Custom tailored experiences

Just like we now have as much information as there is to have on the products and services we’re interested in, we also want these tailored to our specific preferences and lifestyle. We’re in a constant state of information overload where generic brand communication doesn't stand a chance at capturing our full attention. The person telling you they’re not comfortable with apps tracking their location is the same person who will be captivated when you acknowledge them as an individual out in the crowd. It’s a matter of time until we’re all ok with this level of sharing and in all honesty, it all comes down to how brands use these not-so-new anymore technologies to reach out, interact and gain insights from users.

Much more than a single screen

Even though mobile is the most direct form of brand to consumer interaction, retailers need to think beyond the mobile screen. There’s no reason why marketing campaigns should be limited to one single screen.

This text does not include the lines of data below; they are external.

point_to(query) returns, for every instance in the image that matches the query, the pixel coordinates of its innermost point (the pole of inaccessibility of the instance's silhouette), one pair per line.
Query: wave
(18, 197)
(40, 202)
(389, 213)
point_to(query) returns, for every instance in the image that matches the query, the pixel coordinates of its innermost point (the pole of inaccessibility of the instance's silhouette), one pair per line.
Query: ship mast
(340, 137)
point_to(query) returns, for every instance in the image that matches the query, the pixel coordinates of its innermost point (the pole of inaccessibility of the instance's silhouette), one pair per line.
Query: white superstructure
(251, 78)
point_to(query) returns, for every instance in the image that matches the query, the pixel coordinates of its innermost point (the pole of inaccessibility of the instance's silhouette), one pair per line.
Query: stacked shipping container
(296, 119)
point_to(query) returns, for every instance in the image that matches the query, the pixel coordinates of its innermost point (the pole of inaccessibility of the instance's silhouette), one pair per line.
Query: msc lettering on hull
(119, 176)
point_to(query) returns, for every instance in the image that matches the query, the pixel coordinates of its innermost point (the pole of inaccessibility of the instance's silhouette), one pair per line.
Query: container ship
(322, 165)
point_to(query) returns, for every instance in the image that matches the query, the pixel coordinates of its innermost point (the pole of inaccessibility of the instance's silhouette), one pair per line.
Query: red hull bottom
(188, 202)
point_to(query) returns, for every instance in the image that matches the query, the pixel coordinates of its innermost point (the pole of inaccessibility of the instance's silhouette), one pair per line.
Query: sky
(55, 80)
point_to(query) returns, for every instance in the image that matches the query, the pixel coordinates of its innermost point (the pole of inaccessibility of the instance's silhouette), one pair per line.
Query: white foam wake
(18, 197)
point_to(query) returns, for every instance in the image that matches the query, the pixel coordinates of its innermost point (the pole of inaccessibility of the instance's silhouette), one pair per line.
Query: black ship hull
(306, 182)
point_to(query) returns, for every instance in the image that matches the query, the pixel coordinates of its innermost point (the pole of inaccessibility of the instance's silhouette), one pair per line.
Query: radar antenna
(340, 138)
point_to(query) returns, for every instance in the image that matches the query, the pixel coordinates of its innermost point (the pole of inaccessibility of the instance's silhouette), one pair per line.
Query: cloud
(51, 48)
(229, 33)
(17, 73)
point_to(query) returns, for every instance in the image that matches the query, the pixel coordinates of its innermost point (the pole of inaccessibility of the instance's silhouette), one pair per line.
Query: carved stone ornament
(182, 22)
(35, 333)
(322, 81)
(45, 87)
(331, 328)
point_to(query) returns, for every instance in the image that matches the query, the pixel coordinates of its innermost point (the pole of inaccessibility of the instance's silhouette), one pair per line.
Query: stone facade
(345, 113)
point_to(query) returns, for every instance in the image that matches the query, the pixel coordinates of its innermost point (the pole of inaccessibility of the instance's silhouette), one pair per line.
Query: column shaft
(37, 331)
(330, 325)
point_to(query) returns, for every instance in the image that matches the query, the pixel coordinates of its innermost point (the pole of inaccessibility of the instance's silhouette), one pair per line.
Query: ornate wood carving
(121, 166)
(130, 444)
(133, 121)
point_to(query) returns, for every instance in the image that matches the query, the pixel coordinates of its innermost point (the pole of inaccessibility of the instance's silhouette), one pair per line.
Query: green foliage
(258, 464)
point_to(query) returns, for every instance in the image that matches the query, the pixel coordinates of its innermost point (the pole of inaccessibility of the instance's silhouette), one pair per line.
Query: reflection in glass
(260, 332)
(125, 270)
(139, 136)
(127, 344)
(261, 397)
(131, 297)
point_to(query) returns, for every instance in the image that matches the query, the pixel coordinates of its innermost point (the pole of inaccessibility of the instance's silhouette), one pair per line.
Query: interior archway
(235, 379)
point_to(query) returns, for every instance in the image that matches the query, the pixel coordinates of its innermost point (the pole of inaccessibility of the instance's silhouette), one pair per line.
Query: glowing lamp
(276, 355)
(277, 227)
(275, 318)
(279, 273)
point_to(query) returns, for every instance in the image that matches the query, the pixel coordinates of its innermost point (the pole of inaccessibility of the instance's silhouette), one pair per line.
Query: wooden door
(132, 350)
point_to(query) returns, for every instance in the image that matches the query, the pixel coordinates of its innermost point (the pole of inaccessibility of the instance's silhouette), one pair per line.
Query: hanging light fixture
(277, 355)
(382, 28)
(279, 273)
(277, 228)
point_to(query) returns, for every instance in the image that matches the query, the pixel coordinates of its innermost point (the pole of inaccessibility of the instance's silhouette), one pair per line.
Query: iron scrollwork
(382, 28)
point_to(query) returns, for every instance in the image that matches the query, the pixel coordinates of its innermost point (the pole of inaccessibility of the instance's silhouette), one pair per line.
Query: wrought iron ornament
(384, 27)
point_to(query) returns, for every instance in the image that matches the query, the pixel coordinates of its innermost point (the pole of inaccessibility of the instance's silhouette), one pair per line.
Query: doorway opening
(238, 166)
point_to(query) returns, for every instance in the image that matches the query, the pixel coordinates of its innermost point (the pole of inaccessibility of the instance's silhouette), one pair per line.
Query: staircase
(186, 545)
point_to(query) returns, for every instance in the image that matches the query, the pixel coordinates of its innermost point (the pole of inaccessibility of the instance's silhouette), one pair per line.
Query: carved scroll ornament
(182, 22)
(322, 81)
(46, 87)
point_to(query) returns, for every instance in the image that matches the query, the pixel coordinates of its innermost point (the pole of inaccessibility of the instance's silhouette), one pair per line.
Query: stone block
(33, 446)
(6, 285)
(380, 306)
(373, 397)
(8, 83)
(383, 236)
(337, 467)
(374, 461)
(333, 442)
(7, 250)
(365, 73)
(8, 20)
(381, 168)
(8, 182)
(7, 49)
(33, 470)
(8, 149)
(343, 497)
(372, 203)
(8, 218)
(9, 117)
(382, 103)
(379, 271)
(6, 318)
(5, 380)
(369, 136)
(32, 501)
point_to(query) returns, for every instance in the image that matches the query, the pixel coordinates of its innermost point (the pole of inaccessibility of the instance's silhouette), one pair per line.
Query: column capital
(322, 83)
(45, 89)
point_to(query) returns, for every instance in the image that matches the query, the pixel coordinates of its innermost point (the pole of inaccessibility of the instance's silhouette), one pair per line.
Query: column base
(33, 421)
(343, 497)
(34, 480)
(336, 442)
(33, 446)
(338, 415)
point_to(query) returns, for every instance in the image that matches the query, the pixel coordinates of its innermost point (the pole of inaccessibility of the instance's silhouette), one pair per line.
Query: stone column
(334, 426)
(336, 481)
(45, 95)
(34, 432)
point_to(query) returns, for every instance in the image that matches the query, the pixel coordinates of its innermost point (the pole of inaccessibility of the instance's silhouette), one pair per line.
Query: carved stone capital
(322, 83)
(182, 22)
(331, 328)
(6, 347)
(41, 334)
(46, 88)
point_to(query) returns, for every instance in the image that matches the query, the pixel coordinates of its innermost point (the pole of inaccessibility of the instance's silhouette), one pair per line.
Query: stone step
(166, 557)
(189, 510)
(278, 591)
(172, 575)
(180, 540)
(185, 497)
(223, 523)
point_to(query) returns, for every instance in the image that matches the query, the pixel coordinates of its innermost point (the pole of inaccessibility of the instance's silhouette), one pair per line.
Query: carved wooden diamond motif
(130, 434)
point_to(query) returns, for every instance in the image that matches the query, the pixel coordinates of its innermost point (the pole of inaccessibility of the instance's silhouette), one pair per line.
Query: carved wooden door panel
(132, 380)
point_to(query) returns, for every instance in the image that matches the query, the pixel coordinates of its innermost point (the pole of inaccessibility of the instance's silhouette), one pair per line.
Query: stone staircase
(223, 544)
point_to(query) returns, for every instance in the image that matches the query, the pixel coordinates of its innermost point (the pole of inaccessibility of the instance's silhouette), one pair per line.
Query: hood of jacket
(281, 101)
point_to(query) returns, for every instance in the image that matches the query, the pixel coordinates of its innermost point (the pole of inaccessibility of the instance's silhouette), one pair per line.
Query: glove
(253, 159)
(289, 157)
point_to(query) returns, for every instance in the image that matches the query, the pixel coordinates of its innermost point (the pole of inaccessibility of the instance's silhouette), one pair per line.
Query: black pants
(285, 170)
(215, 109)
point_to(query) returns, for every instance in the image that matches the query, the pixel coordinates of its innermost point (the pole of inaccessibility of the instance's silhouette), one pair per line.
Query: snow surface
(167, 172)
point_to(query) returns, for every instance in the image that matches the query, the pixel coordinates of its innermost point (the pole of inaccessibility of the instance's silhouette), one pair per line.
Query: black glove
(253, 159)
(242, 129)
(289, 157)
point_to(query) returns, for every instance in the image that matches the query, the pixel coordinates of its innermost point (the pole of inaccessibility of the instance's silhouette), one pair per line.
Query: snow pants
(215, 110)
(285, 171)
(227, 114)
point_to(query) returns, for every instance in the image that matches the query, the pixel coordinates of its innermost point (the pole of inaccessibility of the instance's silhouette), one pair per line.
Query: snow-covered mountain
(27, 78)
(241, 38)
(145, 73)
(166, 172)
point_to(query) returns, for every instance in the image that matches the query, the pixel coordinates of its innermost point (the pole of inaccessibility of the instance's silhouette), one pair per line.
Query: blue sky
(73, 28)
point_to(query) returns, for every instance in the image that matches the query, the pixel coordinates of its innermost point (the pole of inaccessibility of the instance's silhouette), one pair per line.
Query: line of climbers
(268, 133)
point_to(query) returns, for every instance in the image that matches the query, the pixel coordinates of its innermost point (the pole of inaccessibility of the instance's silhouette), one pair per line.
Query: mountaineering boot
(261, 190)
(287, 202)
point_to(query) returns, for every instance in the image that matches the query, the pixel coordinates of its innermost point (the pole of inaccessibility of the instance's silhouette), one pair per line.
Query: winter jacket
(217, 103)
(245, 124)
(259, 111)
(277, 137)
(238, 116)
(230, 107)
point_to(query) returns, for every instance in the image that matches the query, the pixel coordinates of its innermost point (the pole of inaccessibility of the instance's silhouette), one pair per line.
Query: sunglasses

For example, a retailer could know a certain customer who’s interested in hiking is currently in one of their stores and while they could push an offer right to their phones, which some might (for now) claim to be invasive, they could also show an offer on one of their in-store screens. It doesn’t have to go as far as saying “Hey Peter, I know you are interested in hiking. Why not check out these hiking shoes? Size 10? No problem, they’re on special.”. Instead, simply show an offer for hiking shoes- “Today only: Hiking shoes 10% off”. Much softer yet highly relevant and targeted.

"When you start thinking of multiple screens, the possibilities are endless."

In the next 5 years, I see more and more devices being able to talk to each other which will inevitably bring the online and offline world closer together. Cross channel will become the only channel. Experiences will be personal and integrated and rather than choosing to evolve, brands will need to in order to continue to be successful.